Interesting blog post by Arnaud Herve from Breast he gives a great insight into the mindset inside Phillipe de Villiers' party which is run along feudal lines with local magnets taking control of the grass-roots and boasting about their predestination to lead the people. From Politics.ie,
Posted Yesterday at 09:51 AM by arnaudherveSo, finally Declan Ganley announced his alliance with Philippe de Villiers. That had been expected for some months now.
I was a member of de Villiers' party for 2 years, during the mid-nineties. I was very young, I came from a right-wing family, it was an era of very high corruption (the last days of Mitterrand) and a certain loss of prestige of free-masonry. Philippe de Villiers seemed to be the most dynamic person of the moment.
It was also becoming obvious that Europe had taken a wrong direction with the Maastricht treaty, and that even for the sake of Europe some resistance was needed, at least for those who had courage.
The first thing that surprised me was the de facto social rift between the members. If you were from a common family, you had the right to attend the party's meetings at a local level, and to glue the posters at night for your candidate, during the elections. Those from gentry families were immediately appointed as the heads of the local groups, they had direct access to de Villiers himself, and they were selected as candidates.
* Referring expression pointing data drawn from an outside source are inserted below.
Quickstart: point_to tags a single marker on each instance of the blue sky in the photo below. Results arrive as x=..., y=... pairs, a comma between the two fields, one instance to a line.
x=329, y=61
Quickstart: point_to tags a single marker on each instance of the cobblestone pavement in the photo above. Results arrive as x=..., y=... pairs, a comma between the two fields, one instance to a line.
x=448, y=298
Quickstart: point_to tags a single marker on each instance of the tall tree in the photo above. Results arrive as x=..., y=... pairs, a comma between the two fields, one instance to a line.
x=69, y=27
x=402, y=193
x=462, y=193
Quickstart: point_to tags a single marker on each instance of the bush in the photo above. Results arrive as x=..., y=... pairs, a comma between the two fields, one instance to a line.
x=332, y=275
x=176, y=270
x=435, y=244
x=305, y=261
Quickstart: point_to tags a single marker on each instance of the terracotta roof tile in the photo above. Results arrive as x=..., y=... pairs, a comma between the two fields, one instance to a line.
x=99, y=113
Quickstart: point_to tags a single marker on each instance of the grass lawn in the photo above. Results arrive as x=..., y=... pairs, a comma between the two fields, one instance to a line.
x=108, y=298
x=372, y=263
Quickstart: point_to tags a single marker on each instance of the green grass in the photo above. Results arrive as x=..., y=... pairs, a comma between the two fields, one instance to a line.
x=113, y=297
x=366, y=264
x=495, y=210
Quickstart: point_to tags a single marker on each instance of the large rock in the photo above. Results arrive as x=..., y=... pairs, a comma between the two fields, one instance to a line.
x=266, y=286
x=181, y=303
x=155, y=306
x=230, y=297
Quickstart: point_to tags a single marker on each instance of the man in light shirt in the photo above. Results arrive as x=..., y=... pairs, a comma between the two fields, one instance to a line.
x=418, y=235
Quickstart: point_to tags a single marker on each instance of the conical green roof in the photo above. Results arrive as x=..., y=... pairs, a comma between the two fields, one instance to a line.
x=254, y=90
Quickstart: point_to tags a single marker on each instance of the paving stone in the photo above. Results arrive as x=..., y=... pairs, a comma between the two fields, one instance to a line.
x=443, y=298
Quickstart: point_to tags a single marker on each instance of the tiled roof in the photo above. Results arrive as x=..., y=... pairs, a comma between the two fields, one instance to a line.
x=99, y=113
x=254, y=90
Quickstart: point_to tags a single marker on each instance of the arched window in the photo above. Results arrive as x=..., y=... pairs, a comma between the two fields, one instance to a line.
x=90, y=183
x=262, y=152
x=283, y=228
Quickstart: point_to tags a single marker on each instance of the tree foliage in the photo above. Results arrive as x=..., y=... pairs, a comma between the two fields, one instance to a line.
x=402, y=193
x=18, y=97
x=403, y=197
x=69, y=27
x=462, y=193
It looked like a return of the Ancien Régime. It was such a caricature it almost looked stupid. I even drove once with a local count who was telling me that the nobles were chosen by the population during the Middle-Ages, because they were more dynamic, more intelligent, and they could lead the communities for the common good. Another time I had dinner with 3 gentlemen, they discussed their pedigrees and the origins of their names, then one turned to me and asked: "Et alors vous vous êtes de la roture?". He was half-joking, only half.
But the most bizarre was that the gentlemen and gentlewomen who opposed the ideas of Philippe de Villiers were still allowed to become the local leaders of his party. Villiers being at the time the main opponent to federal Europe, he attracted many eurosceptics, who were contradicted, scorned or even betrayed by his representatives at the local level. Once a local marquis or something, head of the party for a large town, was asked what he was doing at the moment against federal Europe. He replied: "I dine with the Thibauld de Silguy family. The son is the European Commisionner for the creation of the Euro, but his father is strictly against it".
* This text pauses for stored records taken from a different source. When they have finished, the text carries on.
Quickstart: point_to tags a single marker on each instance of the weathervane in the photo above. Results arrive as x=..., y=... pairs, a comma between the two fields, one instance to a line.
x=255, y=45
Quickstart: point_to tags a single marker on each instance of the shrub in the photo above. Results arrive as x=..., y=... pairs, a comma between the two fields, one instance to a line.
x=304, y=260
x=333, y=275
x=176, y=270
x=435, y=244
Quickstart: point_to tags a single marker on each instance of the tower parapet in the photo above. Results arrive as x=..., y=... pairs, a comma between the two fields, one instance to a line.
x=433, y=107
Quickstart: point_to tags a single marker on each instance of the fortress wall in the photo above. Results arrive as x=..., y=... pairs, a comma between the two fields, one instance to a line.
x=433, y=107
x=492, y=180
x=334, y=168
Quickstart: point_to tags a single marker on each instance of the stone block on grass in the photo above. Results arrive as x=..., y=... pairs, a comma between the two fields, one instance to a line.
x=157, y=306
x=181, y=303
The presence of the gentry was not the only bizarre element in de Villiers' organization. He was supposed to be a devout Catholic, but only if the priests were right-wing. Throughout his organization the Faith was like a house boiler with technical problems, sometimes burning bright and loud, sometimes coughing, sometimes extremely cold.
Patriotism also had its weaker moments. The Nation was supposed to be paramount, but not when you had to pay taxes. The State, public health, the education and the social level had to be very strong, only without public budget. We were all united as French, except you could frown at a party comrade if he revealed to you that he had been educated in a free, State-owned primary school.
My economic education at the time was also very weak. It took a long time for me to understand that de Villiers' moral values were also completely incompatible with his economic choices. A totally free, competitive market means first a globalized society, not at all a return to national roots. Then it also means a consumer mentality, isolated individuals, unethical activities (to remain polite), and it also means more organized crime. Where do you find the Catholic family life in all that?
Even his voice, his tone and his eloquence were ambiguous. Sometimes a grand orator in the best eighteenth century style, sometimes foul mouthed and insulting like a back-street bad boy. But always biting anyway, always cutting, always negative. An ace of spades.
I also grew a doubt about his real ambitions as a politician. This is something that you won't understand if you have never been a member of a party. It is frequent that a politician runs for an election at a certain geographical level, not with the intention of winning seriously, but in order to strengthen his position for the next election, at another geographical level. He just wants to appear on the scene, to stifle rivals... The more I observe de Villiers career, the more I see that the only tangible result of all his activities has been to keep him in the role of completely unchallenged head of his county, the Vendée.
Even his rhetoric about the Ancien Régime, the evilness of free-masonry and our Christian roots, does he really believe it, or did he develop this legend only in order to become the head of that historically anti-revolutionary county, to develop his historical summer festival, etc? Because when he needs business meetings for his county, political horse-trading for keeping his seat, or course he meets with anybody, of course he allies without scruples with the "evil" ones.
You will have understood by now that I have a rather negative opinion of M. de Villiers. I think he is some kind of pirate. I think he is not sincere in what he says. I think he does not have a genuine, thought-out program for the nation, but that his great and only talent is to make political coups, and the European elections are very convenient for quick coups. To be frank, I'm not sure Declan Ganley is that dark.
Anyway, I don't know which one will harm the other most. Maybe Ganley will destroy Villiers' campaign in France because of an assimilation with "Anglo-Saxon influence" in the public's mind. Maybe the brilliant but sinister and somewhat dangerous personality of de Villiers will cool certain minds in Ireland and Britain.
I don't know. It doesn't seem like a good idea to me.